Step-by-step explanation:
To determine the total number of logs in 10 rows when Alberto is stacking firewood with 20 logs on the bottom row and each subsequent row having 1 fewer log than the row below, we should look for a formula that represents the sum of an arithmetic sequence. The options given are:
- 20 * 9
- 10 * (10 + 1) / 2
- 20 + 19 + 18 + ... + 11
- 20 * 2^9
The correct way to determine the total number of logs in this scenario is option c) 20 + 19 + 18 + ... + 11. This is because it directly sums the decreasing number of logs in each row, representing an arithmetic sequence with a difference of -1 between each term. Option b) represents the sum of the first 10 natural numbers, which is not relevant to this question. Options a) and d) do not correspond to the sequence presented by the stacking of firewood.

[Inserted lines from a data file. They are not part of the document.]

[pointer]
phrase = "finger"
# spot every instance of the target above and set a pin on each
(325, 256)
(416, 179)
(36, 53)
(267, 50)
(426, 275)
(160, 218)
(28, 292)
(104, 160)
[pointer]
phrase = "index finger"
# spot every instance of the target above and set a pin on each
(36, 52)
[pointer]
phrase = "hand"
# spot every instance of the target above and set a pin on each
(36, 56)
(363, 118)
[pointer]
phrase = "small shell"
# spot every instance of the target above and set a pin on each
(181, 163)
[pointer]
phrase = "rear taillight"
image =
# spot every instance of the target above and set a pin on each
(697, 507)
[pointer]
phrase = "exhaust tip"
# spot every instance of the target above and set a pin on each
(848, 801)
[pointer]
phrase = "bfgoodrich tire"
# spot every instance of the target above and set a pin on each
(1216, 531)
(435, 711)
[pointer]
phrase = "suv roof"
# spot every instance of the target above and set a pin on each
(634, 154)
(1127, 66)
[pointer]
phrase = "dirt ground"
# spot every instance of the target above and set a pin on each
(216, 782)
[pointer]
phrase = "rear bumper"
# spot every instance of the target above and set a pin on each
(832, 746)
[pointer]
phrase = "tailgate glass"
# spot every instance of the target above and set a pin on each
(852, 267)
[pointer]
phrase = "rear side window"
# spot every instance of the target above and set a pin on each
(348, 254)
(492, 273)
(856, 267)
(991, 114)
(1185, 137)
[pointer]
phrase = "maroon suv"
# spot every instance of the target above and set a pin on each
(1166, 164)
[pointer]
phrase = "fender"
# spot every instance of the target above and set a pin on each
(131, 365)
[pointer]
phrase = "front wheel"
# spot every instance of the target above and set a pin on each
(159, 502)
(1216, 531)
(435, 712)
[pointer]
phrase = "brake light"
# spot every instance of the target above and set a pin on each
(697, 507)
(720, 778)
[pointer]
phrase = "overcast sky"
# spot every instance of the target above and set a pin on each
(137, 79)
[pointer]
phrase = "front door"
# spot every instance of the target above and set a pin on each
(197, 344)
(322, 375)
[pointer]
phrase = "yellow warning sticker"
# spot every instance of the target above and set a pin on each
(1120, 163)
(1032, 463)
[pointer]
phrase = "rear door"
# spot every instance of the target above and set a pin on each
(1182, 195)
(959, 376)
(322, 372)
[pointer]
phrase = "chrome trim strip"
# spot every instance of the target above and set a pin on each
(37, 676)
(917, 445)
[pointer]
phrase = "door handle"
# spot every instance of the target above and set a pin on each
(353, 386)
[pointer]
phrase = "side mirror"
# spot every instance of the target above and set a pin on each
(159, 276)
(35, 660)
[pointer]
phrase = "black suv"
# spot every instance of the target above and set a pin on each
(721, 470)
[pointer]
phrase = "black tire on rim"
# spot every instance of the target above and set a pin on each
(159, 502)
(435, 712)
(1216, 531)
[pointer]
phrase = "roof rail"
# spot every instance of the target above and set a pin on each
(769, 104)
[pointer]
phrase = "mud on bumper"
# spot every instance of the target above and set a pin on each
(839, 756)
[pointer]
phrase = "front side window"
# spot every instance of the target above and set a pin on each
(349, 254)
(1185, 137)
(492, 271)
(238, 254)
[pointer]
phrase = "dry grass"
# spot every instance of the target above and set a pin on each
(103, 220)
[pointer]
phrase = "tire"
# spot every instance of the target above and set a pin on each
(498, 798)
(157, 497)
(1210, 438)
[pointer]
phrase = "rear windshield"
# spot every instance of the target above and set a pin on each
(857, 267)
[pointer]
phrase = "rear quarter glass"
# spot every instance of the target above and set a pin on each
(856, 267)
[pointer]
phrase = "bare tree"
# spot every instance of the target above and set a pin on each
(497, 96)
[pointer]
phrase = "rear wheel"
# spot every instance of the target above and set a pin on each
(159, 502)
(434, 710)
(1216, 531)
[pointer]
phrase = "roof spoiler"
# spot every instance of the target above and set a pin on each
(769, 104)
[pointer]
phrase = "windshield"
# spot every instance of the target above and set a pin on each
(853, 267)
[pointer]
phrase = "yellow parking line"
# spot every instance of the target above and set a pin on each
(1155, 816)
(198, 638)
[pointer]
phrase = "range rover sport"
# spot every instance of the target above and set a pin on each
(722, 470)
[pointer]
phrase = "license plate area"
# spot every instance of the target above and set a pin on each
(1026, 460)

The arithmetic sequence starts with 20 logs in the bottom row and decreases by 1 log in each row above. By the 10th row, there would be 20 - (10 - 1) = 11 logs. The sum of this sequence can be found using the formula for the sum of an arithmetic series Sn = n/2 (a1 + an), where n is the number of terms, a1 is the first term, and an is the last term. In this case, n = 10, a1 = 20, and an = 11, so the sum S10 = 10/2 * (20 + 11) = 5 * 31 = 155.